Multi-scale feature map induced image segmentation

Deep neural network is mimicking hierachical and feedforward process of human visual cortex. However, it is not a whole story. Human visual system is rather dynamic and recurrsive, therefore, interactive through out different layers. Such a top-down and bottom-up interactions are seemed to mimicked as a form of residual layers (or short and long skip connections). However, it is unclear how it is explained with regard to human visual processing. In current project, characteristics of mutiple scale residual maps are studied, and their integration strategies are studied. Corresponding features and integration strategies are considered with respect to human perceptual features.

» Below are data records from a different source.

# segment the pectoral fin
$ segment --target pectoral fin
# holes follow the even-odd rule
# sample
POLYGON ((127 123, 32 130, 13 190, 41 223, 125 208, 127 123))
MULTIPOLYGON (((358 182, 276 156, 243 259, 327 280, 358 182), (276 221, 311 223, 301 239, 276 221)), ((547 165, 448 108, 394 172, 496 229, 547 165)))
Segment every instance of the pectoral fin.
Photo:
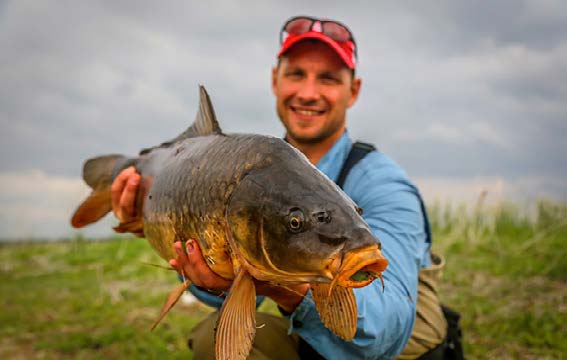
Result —
POLYGON ((215 332, 217 359, 246 359, 256 334, 256 287, 241 268, 218 319, 215 332))
POLYGON ((344 340, 352 340, 356 333, 358 310, 352 288, 334 286, 329 296, 331 284, 311 284, 315 307, 323 324, 335 335, 344 340))
POLYGON ((187 290, 187 287, 189 287, 189 285, 191 285, 191 280, 185 280, 184 282, 179 284, 175 289, 173 289, 169 293, 169 295, 167 295, 167 299, 165 299, 165 303, 163 304, 161 313, 159 314, 156 322, 154 323, 150 331, 153 331, 156 328, 156 326, 159 324, 159 322, 163 319, 163 317, 169 312, 169 310, 171 310, 175 306, 175 304, 177 304, 179 299, 181 299, 181 295, 183 295, 183 293, 185 292, 185 290, 187 290))

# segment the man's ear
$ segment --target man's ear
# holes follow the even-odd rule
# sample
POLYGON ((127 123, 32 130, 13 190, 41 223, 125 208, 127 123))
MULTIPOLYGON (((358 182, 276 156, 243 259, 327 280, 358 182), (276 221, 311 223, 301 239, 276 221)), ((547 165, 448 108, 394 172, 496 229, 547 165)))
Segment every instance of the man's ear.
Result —
POLYGON ((358 94, 360 94, 360 86, 362 85, 362 80, 360 78, 352 79, 352 85, 350 86, 350 100, 348 101, 348 107, 354 105, 358 99, 358 94))
POLYGON ((278 85, 278 66, 272 68, 272 92, 276 94, 276 88, 278 85))

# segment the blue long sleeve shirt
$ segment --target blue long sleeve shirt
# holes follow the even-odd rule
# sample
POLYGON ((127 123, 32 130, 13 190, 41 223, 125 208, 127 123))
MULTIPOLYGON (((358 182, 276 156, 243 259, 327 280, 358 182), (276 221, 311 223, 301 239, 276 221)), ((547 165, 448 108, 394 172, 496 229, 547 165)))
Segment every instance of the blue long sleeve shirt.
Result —
MULTIPOLYGON (((345 132, 317 163, 335 181, 352 141, 345 132)), ((357 331, 344 341, 321 322, 310 294, 290 317, 290 333, 296 332, 328 359, 394 358, 408 341, 415 320, 417 279, 429 266, 430 242, 417 188, 393 160, 379 151, 369 153, 350 171, 344 191, 363 209, 362 217, 382 243, 389 264, 380 281, 354 289, 358 306, 357 331)), ((223 298, 192 286, 201 301, 215 307, 223 298)), ((258 298, 258 303, 262 297, 258 298)))

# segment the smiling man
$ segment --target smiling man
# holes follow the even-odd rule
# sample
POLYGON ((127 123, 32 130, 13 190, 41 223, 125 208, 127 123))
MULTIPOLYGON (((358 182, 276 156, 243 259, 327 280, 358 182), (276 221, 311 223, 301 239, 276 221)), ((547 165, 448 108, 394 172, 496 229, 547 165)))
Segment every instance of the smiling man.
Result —
MULTIPOLYGON (((447 325, 436 296, 441 264, 431 261, 429 225, 419 192, 379 151, 363 146, 366 151, 352 161, 352 149, 360 146, 348 135, 347 110, 361 88, 352 33, 336 21, 296 17, 283 26, 280 42, 272 90, 286 140, 340 182, 362 208, 390 265, 384 272, 384 291, 380 282, 355 289, 359 314, 352 341, 338 338, 322 324, 308 284, 281 288, 259 283, 258 294, 273 299, 283 317, 258 314, 257 322, 266 325, 257 331, 250 358, 445 358, 447 325)), ((132 168, 114 181, 114 212, 123 222, 141 216, 134 200, 139 181, 132 168)), ((231 282, 209 269, 195 241, 187 239, 186 251, 179 243, 175 248, 177 258, 170 264, 191 278, 189 290, 220 307, 231 282)), ((190 336, 197 359, 214 354, 215 320, 215 314, 209 316, 190 336)))

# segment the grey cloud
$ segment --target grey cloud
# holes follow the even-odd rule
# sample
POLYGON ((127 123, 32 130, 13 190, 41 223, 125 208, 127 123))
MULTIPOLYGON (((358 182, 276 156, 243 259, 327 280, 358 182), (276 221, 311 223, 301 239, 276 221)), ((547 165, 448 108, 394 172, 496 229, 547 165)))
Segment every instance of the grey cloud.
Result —
POLYGON ((0 169, 76 176, 92 155, 135 154, 189 125, 198 83, 227 131, 281 135, 277 32, 324 9, 360 44, 355 136, 420 175, 566 174, 561 2, 361 4, 7 2, 0 169))

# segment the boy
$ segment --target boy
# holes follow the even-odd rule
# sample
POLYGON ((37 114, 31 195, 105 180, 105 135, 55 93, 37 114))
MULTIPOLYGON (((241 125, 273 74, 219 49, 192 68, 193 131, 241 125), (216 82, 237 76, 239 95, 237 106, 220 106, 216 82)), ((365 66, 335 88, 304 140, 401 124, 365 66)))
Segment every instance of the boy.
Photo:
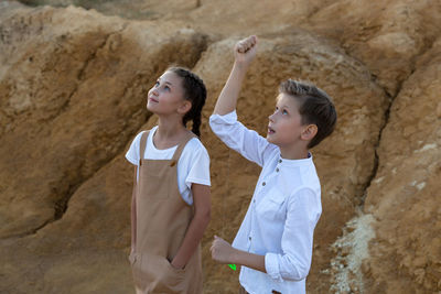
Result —
POLYGON ((256 51, 256 36, 236 44, 235 64, 209 123, 224 143, 262 171, 233 246, 215 236, 212 257, 243 265, 239 293, 305 293, 313 232, 322 213, 309 149, 333 132, 336 112, 324 91, 289 79, 280 85, 267 138, 246 129, 235 109, 256 51))

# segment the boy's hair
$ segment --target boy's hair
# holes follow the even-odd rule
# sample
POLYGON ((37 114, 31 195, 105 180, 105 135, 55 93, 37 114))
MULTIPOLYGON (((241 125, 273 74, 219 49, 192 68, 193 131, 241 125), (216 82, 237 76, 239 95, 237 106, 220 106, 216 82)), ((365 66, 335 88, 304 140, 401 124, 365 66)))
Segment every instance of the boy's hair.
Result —
POLYGON ((193 120, 192 132, 201 137, 201 112, 206 100, 204 81, 196 74, 184 67, 173 66, 169 67, 165 72, 172 72, 182 78, 184 99, 192 102, 192 108, 184 115, 182 123, 186 126, 189 120, 193 120))
POLYGON ((280 84, 279 91, 299 101, 302 124, 313 123, 318 127, 318 133, 308 144, 309 149, 316 146, 334 131, 337 113, 332 98, 324 90, 309 83, 288 79, 280 84))

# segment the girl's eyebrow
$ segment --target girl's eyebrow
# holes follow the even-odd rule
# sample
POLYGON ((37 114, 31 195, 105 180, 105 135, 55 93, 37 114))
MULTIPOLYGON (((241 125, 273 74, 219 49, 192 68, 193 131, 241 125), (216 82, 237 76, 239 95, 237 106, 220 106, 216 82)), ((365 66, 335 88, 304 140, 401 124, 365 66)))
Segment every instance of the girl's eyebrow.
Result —
MULTIPOLYGON (((160 80, 161 80, 161 78, 159 77, 159 78, 158 78, 158 81, 160 81, 160 80)), ((170 83, 170 81, 168 81, 168 80, 165 80, 164 84, 170 85, 170 86, 173 86, 173 84, 170 83)))

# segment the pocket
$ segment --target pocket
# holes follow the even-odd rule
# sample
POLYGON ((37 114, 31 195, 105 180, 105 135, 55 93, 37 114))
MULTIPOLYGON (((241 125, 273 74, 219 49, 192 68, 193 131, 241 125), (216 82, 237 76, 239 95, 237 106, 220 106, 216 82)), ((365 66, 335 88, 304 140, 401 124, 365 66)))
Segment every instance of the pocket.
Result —
POLYGON ((185 266, 183 269, 176 269, 170 263, 170 261, 168 259, 164 258, 164 261, 165 261, 165 266, 172 273, 178 274, 178 275, 182 275, 185 273, 185 266))

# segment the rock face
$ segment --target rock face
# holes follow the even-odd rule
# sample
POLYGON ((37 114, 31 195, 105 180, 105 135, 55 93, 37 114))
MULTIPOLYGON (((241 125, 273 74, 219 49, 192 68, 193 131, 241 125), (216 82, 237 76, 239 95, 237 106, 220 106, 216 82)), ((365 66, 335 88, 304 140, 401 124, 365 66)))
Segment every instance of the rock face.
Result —
POLYGON ((204 293, 237 293, 237 272, 208 249, 215 233, 233 240, 259 167, 223 145, 207 120, 237 35, 248 33, 260 42, 237 108, 246 126, 265 134, 289 77, 313 81, 337 108, 335 132, 312 151, 323 215, 308 292, 441 291, 439 1, 236 2, 132 1, 127 11, 144 21, 0 3, 1 293, 132 292, 123 154, 154 126, 146 91, 176 63, 208 89, 204 293))

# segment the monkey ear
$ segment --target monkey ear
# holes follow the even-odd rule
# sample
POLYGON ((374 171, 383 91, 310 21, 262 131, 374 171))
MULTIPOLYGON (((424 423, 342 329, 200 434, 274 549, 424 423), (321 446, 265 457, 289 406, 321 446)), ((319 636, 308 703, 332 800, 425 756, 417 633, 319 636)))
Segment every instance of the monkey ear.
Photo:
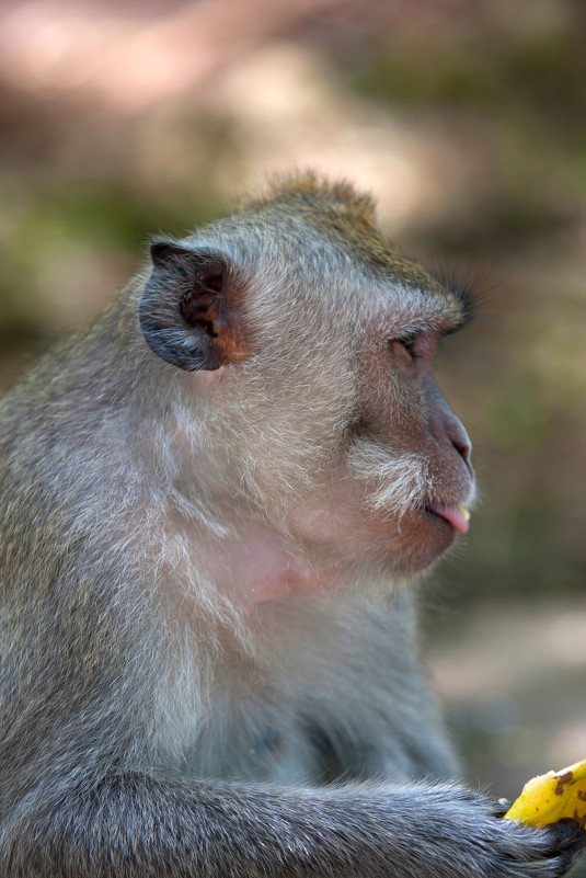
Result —
POLYGON ((152 274, 139 311, 149 347, 186 372, 217 369, 241 358, 234 303, 227 301, 233 299, 234 285, 226 258, 170 241, 153 243, 150 252, 152 274))

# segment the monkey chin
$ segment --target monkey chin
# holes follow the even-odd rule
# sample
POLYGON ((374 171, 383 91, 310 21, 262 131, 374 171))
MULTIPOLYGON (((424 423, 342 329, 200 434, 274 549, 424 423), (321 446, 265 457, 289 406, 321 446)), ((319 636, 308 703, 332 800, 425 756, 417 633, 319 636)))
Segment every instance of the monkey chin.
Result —
POLYGON ((381 522, 368 555, 393 582, 430 572, 457 541, 458 528, 426 508, 412 510, 390 525, 381 522))

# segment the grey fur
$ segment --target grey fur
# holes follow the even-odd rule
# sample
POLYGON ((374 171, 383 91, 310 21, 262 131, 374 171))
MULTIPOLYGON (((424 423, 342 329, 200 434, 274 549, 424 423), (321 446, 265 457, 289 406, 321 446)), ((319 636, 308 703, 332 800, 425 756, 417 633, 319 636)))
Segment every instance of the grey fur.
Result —
MULTIPOLYGON (((448 478, 399 434, 351 429, 365 315, 393 337, 459 312, 368 249, 368 209, 306 181, 181 242, 246 289, 253 350, 220 384, 147 345, 140 303, 169 293, 147 267, 1 403, 1 878, 554 878, 574 860, 576 829, 502 821, 450 779, 409 563, 352 544, 342 594, 254 604, 221 552, 269 529, 319 569, 294 513, 334 497, 341 448, 364 515, 399 529, 468 484, 453 449, 448 478)), ((388 394, 418 430, 423 403, 392 376, 388 394)))

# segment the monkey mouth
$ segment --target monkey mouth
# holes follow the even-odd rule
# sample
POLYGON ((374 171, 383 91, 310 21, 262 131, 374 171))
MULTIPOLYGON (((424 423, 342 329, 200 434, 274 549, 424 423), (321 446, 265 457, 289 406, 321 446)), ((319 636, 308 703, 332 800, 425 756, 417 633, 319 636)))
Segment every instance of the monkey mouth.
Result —
POLYGON ((439 503, 433 503, 425 506, 425 511, 438 518, 444 518, 444 521, 448 522, 448 524, 451 524, 451 526, 455 528, 455 531, 458 531, 458 533, 468 533, 470 527, 470 512, 466 506, 450 509, 449 506, 443 506, 439 503))

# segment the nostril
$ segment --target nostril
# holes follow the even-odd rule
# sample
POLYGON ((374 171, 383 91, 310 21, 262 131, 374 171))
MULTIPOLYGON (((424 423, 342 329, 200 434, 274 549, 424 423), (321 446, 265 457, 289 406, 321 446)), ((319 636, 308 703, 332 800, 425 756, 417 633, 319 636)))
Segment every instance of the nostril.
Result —
POLYGON ((460 457, 462 457, 466 460, 466 463, 469 464, 470 452, 471 452, 470 445, 468 445, 468 443, 466 442, 459 442, 458 440, 452 440, 451 444, 453 445, 460 457))

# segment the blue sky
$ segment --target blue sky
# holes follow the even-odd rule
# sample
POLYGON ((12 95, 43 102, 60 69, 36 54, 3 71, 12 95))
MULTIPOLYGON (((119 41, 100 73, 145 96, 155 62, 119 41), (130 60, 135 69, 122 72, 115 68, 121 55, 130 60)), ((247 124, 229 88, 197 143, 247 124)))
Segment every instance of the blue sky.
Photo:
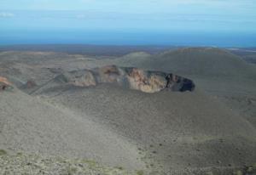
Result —
POLYGON ((255 9, 254 0, 0 0, 0 43, 256 46, 255 9))

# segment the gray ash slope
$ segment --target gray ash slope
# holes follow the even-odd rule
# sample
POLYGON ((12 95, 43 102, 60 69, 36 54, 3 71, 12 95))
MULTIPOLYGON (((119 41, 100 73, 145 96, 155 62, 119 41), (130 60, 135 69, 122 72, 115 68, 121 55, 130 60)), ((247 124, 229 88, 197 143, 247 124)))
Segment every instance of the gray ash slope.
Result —
MULTIPOLYGON (((180 52, 188 55, 193 55, 192 53, 194 52, 202 52, 205 56, 201 59, 204 59, 208 57, 206 57, 206 55, 212 55, 211 53, 214 50, 215 48, 187 48, 173 52, 180 52), (188 54, 186 54, 187 51, 188 54), (208 52, 210 54, 207 54, 208 52)), ((213 58, 223 55, 223 54, 219 54, 218 50, 217 54, 216 52, 214 53, 215 56, 213 58)), ((13 82, 19 88, 22 87, 24 92, 32 92, 26 89, 27 86, 23 86, 27 82, 27 80, 33 80, 35 83, 29 84, 35 86, 34 89, 36 90, 40 89, 36 91, 37 93, 34 93, 34 96, 24 94, 20 91, 18 91, 18 93, 3 94, 4 98, 1 101, 1 120, 8 121, 9 118, 12 121, 11 122, 1 122, 4 123, 2 131, 3 131, 3 136, 8 132, 10 132, 13 134, 12 137, 15 138, 15 139, 10 140, 3 139, 5 148, 11 148, 11 150, 25 150, 31 152, 44 150, 44 154, 51 154, 52 152, 55 152, 56 155, 63 154, 61 148, 56 145, 54 139, 52 139, 56 135, 62 137, 69 135, 68 133, 64 134, 67 132, 61 129, 60 132, 51 132, 49 133, 45 133, 44 131, 42 131, 42 134, 39 135, 43 135, 46 138, 43 140, 43 143, 45 144, 42 144, 40 146, 32 144, 33 143, 31 141, 33 139, 32 137, 29 137, 32 139, 28 143, 16 138, 16 135, 18 135, 16 133, 18 133, 19 136, 21 135, 23 136, 21 138, 26 138, 25 140, 28 139, 26 138, 28 133, 26 132, 25 127, 23 127, 24 129, 18 129, 20 127, 16 127, 16 126, 19 126, 19 123, 22 121, 18 120, 20 116, 24 118, 26 113, 30 113, 29 110, 26 108, 25 102, 31 100, 31 102, 28 102, 29 105, 37 110, 41 108, 39 107, 42 106, 41 102, 47 102, 47 105, 50 109, 52 107, 57 108, 58 110, 49 110, 49 113, 50 114, 48 114, 48 112, 44 114, 44 110, 47 109, 43 107, 44 109, 37 110, 38 112, 31 111, 31 114, 34 115, 32 116, 28 115, 28 119, 26 120, 33 119, 28 125, 28 128, 31 130, 30 134, 33 133, 33 132, 37 133, 37 131, 35 131, 38 129, 37 123, 41 122, 42 118, 44 116, 44 115, 46 115, 46 121, 51 120, 52 117, 57 117, 53 121, 53 124, 55 122, 60 123, 56 125, 58 127, 62 128, 63 125, 67 131, 72 133, 71 136, 68 137, 70 140, 67 140, 73 143, 71 150, 73 152, 72 153, 74 155, 79 153, 81 149, 79 145, 84 146, 88 150, 91 146, 93 149, 90 154, 97 155, 102 153, 101 151, 104 152, 102 155, 106 156, 102 157, 102 155, 101 155, 96 156, 97 161, 101 161, 102 160, 103 163, 107 161, 107 164, 118 165, 119 163, 113 161, 114 160, 118 161, 118 157, 123 157, 122 161, 120 161, 122 165, 127 163, 127 165, 131 165, 127 167, 132 167, 134 164, 132 162, 129 164, 128 162, 138 158, 140 160, 139 163, 143 164, 144 162, 147 168, 157 171, 157 172, 154 172, 154 174, 160 174, 160 172, 164 172, 167 174, 193 174, 194 172, 198 174, 199 172, 204 170, 222 170, 223 168, 234 168, 241 167, 244 164, 254 163, 256 160, 254 153, 256 150, 255 127, 236 110, 231 110, 225 106, 220 101, 220 96, 216 98, 217 93, 214 93, 213 96, 212 94, 211 96, 209 95, 210 90, 218 90, 221 91, 221 93, 219 93, 218 95, 224 93, 224 95, 234 97, 234 94, 236 94, 235 93, 241 93, 246 90, 246 93, 252 95, 252 97, 254 96, 256 93, 252 88, 254 82, 250 76, 253 75, 253 68, 251 65, 244 64, 244 62, 231 64, 230 65, 229 64, 229 74, 227 75, 222 72, 220 67, 218 67, 216 64, 215 72, 212 70, 204 69, 203 71, 205 72, 202 72, 201 75, 201 71, 195 70, 201 69, 200 67, 204 66, 204 64, 198 64, 200 59, 198 60, 195 56, 191 57, 193 59, 190 58, 189 61, 197 62, 197 64, 195 64, 195 67, 189 69, 189 65, 179 68, 183 63, 183 61, 179 63, 177 58, 177 62, 173 61, 173 64, 172 64, 172 58, 167 58, 169 54, 165 59, 166 62, 161 62, 160 66, 156 62, 154 62, 149 64, 150 67, 146 67, 147 64, 140 65, 142 60, 139 60, 139 55, 140 54, 132 54, 126 55, 125 58, 99 59, 98 58, 86 58, 83 55, 62 55, 63 59, 61 59, 62 56, 58 55, 58 54, 49 53, 2 53, 0 57, 0 72, 3 72, 3 75, 9 77, 10 80, 14 80, 13 82), (29 55, 30 59, 27 58, 29 55), (128 60, 131 57, 133 57, 132 65, 129 65, 131 63, 128 60), (44 59, 42 59, 42 58, 44 59), (122 59, 125 59, 125 60, 122 59), (34 60, 31 61, 31 59, 34 60), (38 62, 36 59, 40 61, 38 62), (6 63, 9 64, 8 66, 5 65, 6 63), (158 70, 165 72, 179 72, 177 75, 189 74, 185 77, 189 77, 195 81, 196 88, 193 92, 160 91, 154 93, 146 93, 137 90, 123 88, 113 83, 77 87, 53 81, 59 75, 65 74, 65 72, 67 73, 70 71, 77 72, 78 70, 91 69, 113 64, 147 70, 158 70), (232 71, 230 71, 231 68, 234 69, 232 71), (236 72, 236 69, 238 70, 237 72, 236 72), (241 73, 241 71, 247 71, 247 73, 241 73), (214 73, 214 75, 212 73, 214 73), (242 76, 239 76, 238 82, 233 81, 236 80, 237 75, 242 76), (44 79, 42 80, 41 77, 44 77, 44 79), (15 80, 18 82, 20 80, 22 81, 16 83, 17 81, 15 80), (244 83, 237 83, 241 82, 244 83), (207 93, 204 91, 207 91, 207 93), (21 96, 20 93, 22 94, 21 96), (24 98, 24 96, 26 98, 24 98), (24 101, 18 102, 18 99, 24 99, 24 101), (37 100, 40 101, 40 103, 38 102, 40 104, 37 105, 38 103, 34 101, 36 100, 34 99, 38 99, 37 100), (9 104, 11 104, 14 105, 10 106, 9 104), (21 108, 17 107, 19 105, 21 105, 21 108), (61 116, 55 116, 55 115, 58 116, 59 112, 61 112, 61 116), (73 115, 70 115, 70 112, 73 115), (64 117, 65 120, 66 117, 67 120, 68 118, 67 121, 71 123, 73 122, 73 118, 75 117, 79 117, 81 121, 84 120, 84 122, 74 122, 74 126, 72 127, 73 124, 67 124, 62 121, 61 117, 64 117), (87 121, 90 121, 87 123, 87 121), (13 126, 10 125, 12 122, 14 123, 13 126), (79 127, 74 128, 76 125, 79 127), (90 130, 91 127, 92 129, 90 130), (105 143, 106 144, 104 143, 97 143, 97 141, 102 139, 102 133, 97 131, 99 127, 104 128, 100 130, 102 133, 108 131, 113 138, 119 138, 120 143, 117 145, 113 145, 111 143, 108 144, 108 142, 107 144, 105 143), (96 139, 95 142, 89 144, 88 142, 84 142, 83 139, 87 139, 87 137, 90 138, 90 132, 96 132, 99 135, 96 135, 96 137, 99 136, 99 139, 96 139), (83 144, 79 143, 77 144, 77 139, 79 138, 76 138, 76 137, 82 138, 83 144), (16 144, 13 144, 12 140, 16 144), (129 143, 128 144, 126 144, 127 142, 129 143), (122 144, 122 143, 125 144, 122 144), (26 147, 26 144, 31 146, 26 147), (97 152, 98 145, 102 145, 101 144, 104 144, 103 145, 107 146, 107 148, 97 152), (104 155, 105 151, 107 151, 106 153, 108 152, 108 148, 109 147, 108 145, 113 150, 115 150, 116 146, 121 149, 122 146, 119 147, 119 145, 130 145, 129 150, 132 154, 131 156, 128 156, 122 153, 122 150, 118 150, 120 152, 117 151, 114 153, 114 156, 117 157, 110 157, 108 160, 108 155, 104 155), (56 150, 58 151, 55 151, 56 150), (140 153, 140 155, 137 155, 137 153, 140 153)), ((143 54, 143 55, 142 62, 148 61, 148 59, 151 61, 154 57, 160 56, 161 54, 148 55, 143 54)), ((183 56, 180 55, 179 57, 181 58, 180 60, 182 60, 183 56)), ((189 59, 189 56, 185 59, 189 59)), ((221 59, 226 63, 230 63, 230 61, 236 63, 237 61, 236 57, 235 61, 231 58, 226 58, 226 56, 223 56, 221 59)), ((211 57, 209 61, 216 62, 217 60, 211 57)), ((207 67, 208 65, 206 66, 207 67)), ((25 126, 26 126, 26 121, 24 121, 25 126)), ((45 122, 48 123, 47 121, 45 122)), ((53 128, 55 128, 55 126, 53 126, 53 128)), ((39 133, 41 133, 40 129, 39 133)), ((9 136, 5 136, 5 138, 9 138, 9 136)), ((38 138, 38 135, 35 135, 35 138, 38 138)), ((110 140, 113 139, 111 138, 110 140)), ((81 150, 84 150, 82 149, 81 150)), ((111 154, 112 152, 108 153, 111 154)), ((67 154, 67 155, 69 156, 70 155, 67 154)), ((85 154, 84 156, 88 157, 89 155, 85 154)), ((137 165, 137 162, 134 163, 137 165)), ((143 166, 140 167, 143 167, 143 166)))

This was supported by Deep Learning Camp Jeju 2018 which was organized by TensorFlow Korea User Group and supported by tensorflow Korea, Google, Kakao-brain, Netmarble, SKT, Element AI, JDC, and Jeju Univ.

Fully proposed by Oh-hyeon Choung (PhD candidate, EPFL Neuroscence program)

Main references:

Lauffs, M. M., Choung, O. H., Öğmen, H., & Herzog, M. H. (2018). Unconscious retinotopic motion processing affects non-retinotopic motion perception. Consciousness and cognition. (link)

Shelhamer, E., Long, J., & Darrell, T. (2016). Fully Convolutional Networks for Semantic Segmentation. ArXiv:1605.06211 [Cs]. (link)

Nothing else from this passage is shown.